Jen’s artwork and the earth-toned furnishings that complemented them made her house feel homey, similar to the way a well-appointed ski lodge induces guests to make themselves comfortable. The books in nearly every room, many thousands of them throughout the house, made Jennifer’s home inviting. Every time I visited, I wanted to pull a book from one of the many shelves, then sit in a well-lighted place as I learned something or lost myself in another world. And I’d done so many times.
As comfortable and inviting as her home was, it was also very high-tech, being outfitted from top to bottom with Apple Homekit, which allowed her to manipulate nearly every piece of electronic equipment remotely, including the deadbolts, lights, cameras, motion sensors, and outlets. Her house had eight security cameras, as opposed to Amanda’s four. Jennifer spent on practicality, while Amanda spent on vanity.
Jen was understated and down-to-earth, as I considered myself to be, despite her many millions. Long ago, she’d established a foundation in Los Angeles that helped children of color who suffer from cystic fibrosis. Called Michael’s Breath, the foundation honored her younger brother who’d died of the disease at age twenty. She gave fifteen percent of everything she earned to the foundation.
Jennifer prepared an amazing Lebanese meal, the same multi-dish feast she’d served the year before to Jason Gilson, Mike, the woman he was dating at the time, Charlene, the guy Jen was dating, Ethan Hoffman, and Amanda and me. We had all been impressed by the meal, especially the hummus, which was far better than the packaged hummus any of us had eaten. During our first real evening together as a couple, Jennifer and I devoured delicious fattoush, tabbouleh, manakish, and hummus.
After we ate, I debated how to let Jen know I was serious about us not having sex, at least not that night. I didn’t want to start this new phase of our relationship by arguing, but I understood that we had to put Jen’s sobriety first. If that required us to argue, then that’s what we’d do. She was smart and intuitive, so I was hoping she’d understand.
The stressfulness of my thoughts must have shown on my face because she said, “You’re right, Jack. Stop worrying. They told me at the Pali meeting I absolutely should not leap into a relationship now. I’m choosing to take that limitation to mean I shouldn’t have sex right away. They can’t ask me not to love you because if that’s what they mean, they can kick rocks.” I laughed and hugged her.
We enjoyed our first evening together—snuggling, reading, watching Netflix, then reading and snuggling some more. The only hiccup was when Mike called to tell me about Jason’s death.
“Have you heard about Jason?” Mike asked.
“Amanda left me a message saying he’d died. Heart attack?”

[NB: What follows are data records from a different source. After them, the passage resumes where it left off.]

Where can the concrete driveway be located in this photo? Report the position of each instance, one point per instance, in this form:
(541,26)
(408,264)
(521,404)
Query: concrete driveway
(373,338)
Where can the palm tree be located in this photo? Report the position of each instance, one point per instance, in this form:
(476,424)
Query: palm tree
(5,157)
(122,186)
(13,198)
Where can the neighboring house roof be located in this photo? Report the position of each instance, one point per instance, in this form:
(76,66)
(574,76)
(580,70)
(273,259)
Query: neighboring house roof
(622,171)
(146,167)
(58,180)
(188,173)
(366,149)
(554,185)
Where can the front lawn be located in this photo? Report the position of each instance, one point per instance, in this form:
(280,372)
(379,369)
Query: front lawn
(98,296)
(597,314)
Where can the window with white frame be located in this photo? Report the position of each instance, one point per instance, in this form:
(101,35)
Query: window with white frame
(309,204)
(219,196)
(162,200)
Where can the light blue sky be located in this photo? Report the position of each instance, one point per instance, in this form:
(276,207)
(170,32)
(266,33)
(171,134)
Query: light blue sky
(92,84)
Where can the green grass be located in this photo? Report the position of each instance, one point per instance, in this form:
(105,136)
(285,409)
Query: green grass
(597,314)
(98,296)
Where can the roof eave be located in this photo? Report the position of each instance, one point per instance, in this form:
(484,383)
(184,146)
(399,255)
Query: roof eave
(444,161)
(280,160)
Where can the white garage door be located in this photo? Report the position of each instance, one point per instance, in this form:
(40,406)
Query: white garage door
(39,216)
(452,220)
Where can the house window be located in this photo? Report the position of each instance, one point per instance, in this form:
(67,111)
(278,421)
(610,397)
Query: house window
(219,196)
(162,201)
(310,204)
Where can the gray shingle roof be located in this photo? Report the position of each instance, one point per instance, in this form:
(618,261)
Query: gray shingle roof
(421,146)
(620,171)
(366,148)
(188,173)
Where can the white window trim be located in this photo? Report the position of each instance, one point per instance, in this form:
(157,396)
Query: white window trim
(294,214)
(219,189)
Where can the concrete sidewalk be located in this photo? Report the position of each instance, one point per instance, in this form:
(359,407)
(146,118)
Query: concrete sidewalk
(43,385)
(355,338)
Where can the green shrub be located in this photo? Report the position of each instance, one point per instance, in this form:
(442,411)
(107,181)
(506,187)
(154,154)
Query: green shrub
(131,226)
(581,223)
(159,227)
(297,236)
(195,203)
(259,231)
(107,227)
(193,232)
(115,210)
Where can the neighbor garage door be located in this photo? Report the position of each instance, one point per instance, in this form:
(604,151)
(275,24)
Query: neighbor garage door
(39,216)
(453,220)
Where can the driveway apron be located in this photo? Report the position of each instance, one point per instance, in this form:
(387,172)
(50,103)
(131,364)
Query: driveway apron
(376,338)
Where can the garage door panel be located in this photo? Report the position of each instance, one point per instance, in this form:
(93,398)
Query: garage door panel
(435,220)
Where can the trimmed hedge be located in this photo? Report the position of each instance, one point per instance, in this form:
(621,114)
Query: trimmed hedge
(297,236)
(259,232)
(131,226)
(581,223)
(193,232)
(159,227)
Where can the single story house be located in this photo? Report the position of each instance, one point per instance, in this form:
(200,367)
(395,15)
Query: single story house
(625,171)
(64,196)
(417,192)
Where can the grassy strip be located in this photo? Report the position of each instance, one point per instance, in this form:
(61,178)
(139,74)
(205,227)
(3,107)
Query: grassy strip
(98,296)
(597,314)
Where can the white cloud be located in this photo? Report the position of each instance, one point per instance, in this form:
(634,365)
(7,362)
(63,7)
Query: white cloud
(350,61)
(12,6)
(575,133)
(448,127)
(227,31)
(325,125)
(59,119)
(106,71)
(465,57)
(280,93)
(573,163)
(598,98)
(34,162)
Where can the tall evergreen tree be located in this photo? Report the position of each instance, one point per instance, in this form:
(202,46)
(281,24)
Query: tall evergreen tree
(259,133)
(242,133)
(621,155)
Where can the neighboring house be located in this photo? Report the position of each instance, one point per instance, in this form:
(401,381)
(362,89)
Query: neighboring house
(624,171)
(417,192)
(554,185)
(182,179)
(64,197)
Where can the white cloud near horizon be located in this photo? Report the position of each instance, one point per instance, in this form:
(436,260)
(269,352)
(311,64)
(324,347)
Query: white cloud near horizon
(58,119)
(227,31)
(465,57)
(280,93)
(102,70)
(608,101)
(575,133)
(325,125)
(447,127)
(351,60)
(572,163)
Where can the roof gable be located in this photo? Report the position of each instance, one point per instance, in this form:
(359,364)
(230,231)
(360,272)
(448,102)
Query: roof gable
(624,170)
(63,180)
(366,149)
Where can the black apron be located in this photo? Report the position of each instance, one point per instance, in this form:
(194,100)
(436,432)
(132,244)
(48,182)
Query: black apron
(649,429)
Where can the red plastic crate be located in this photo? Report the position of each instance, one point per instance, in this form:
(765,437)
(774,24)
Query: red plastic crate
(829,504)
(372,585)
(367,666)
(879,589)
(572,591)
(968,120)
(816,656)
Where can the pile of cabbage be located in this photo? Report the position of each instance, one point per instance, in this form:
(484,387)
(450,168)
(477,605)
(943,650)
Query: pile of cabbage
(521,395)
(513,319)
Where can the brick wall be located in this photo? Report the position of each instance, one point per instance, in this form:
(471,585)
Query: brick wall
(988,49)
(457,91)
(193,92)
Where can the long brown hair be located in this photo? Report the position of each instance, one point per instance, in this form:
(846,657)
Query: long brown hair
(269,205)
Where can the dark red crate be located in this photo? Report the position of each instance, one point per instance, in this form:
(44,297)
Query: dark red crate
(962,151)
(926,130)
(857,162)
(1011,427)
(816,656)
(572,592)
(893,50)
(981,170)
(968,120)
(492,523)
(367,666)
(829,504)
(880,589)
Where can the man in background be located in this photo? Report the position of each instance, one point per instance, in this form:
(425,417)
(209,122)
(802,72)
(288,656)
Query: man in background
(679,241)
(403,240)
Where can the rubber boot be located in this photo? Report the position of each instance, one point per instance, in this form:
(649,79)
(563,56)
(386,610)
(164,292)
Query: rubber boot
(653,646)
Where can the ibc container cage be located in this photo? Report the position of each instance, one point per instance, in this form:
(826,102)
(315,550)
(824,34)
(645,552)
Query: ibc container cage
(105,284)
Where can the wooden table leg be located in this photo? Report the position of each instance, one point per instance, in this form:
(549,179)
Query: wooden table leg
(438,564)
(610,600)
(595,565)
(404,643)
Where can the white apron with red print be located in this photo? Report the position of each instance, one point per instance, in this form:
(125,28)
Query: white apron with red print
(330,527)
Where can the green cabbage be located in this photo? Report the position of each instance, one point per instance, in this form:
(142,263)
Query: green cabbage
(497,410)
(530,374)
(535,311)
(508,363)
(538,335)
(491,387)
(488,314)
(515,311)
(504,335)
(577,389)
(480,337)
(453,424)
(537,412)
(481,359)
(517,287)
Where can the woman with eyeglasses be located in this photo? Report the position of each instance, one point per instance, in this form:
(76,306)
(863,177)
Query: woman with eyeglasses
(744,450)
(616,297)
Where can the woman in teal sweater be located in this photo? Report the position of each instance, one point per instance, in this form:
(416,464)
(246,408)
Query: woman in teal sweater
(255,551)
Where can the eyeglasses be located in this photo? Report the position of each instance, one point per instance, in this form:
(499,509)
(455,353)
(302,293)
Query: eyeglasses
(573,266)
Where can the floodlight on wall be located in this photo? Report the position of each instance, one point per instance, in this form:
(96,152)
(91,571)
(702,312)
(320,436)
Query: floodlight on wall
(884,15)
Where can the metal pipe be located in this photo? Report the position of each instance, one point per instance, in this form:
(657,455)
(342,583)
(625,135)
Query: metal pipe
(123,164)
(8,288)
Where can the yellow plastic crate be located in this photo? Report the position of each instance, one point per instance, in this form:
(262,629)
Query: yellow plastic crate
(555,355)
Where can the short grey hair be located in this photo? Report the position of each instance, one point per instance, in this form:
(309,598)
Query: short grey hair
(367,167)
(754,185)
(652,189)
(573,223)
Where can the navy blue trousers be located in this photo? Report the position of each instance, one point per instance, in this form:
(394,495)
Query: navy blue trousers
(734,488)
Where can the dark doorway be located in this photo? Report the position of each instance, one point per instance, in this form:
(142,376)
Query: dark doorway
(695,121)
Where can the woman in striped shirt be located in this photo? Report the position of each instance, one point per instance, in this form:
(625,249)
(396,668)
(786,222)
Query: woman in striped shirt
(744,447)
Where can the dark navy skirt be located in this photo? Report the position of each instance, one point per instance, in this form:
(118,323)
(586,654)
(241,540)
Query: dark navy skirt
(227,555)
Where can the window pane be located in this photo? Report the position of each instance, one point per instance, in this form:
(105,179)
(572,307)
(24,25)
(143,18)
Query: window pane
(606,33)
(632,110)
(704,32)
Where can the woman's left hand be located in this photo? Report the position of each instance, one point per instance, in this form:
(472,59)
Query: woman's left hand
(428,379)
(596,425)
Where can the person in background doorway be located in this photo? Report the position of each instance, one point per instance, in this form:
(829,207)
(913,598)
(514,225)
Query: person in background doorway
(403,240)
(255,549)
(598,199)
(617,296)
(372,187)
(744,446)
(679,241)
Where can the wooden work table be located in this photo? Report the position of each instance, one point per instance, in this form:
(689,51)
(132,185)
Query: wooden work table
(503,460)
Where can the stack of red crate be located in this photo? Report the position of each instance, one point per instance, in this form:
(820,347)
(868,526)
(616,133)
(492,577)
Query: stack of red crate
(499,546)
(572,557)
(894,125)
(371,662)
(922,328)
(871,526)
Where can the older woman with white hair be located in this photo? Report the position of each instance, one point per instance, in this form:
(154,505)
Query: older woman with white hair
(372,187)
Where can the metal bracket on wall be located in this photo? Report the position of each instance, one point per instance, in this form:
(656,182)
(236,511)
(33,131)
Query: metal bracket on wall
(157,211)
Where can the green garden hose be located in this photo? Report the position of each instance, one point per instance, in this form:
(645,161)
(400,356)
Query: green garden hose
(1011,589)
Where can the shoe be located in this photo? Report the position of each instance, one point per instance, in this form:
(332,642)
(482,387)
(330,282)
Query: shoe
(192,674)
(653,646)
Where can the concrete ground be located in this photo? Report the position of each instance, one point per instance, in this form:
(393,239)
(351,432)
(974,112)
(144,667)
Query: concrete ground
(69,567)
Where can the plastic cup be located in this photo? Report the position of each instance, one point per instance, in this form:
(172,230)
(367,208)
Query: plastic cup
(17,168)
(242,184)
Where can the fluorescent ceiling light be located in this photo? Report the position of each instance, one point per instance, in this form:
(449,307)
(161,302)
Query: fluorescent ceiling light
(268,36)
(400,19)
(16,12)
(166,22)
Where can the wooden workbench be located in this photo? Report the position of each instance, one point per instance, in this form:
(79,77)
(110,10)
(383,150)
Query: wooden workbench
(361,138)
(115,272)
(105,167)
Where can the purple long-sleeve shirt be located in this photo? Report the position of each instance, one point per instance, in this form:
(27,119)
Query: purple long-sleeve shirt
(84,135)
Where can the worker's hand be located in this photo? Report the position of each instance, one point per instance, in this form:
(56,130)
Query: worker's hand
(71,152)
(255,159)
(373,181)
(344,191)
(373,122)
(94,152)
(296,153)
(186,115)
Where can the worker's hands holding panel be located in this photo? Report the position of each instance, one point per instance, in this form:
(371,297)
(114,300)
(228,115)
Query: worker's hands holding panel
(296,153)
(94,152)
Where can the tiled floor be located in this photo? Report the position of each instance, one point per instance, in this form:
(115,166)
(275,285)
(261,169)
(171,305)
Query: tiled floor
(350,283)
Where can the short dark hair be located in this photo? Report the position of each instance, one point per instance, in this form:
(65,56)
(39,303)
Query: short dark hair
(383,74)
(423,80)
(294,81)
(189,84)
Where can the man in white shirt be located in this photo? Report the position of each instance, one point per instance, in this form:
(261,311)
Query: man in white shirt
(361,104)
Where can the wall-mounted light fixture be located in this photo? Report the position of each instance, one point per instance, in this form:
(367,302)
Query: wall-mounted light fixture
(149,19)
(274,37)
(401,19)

“Hell no. His housekeeper found him hanging from his bedroom door. This is bullshit. Chris and Bill and now Jason, dead within a few days. Truly awful. How are you holding up?”
I took a few seconds to process the news. I hadn’t wanted to connect Jason’s death to Chris’ and Big Bill’s when I’d heard Amanda’s message. Natural causes seemed more likely than another murder of someone I knew, especially back to back to back. Even though I didn’t like Jason, I took this news hard because his death meant the killers were getting desperate, and no one should die in his late forties, let alone the way he had. It was possible the coroner wouldn’t connect the three murders because each ostensible suicide could believably have occurred on its own, although Big Bill standing on the edge of that barrel before jumping strained credulity.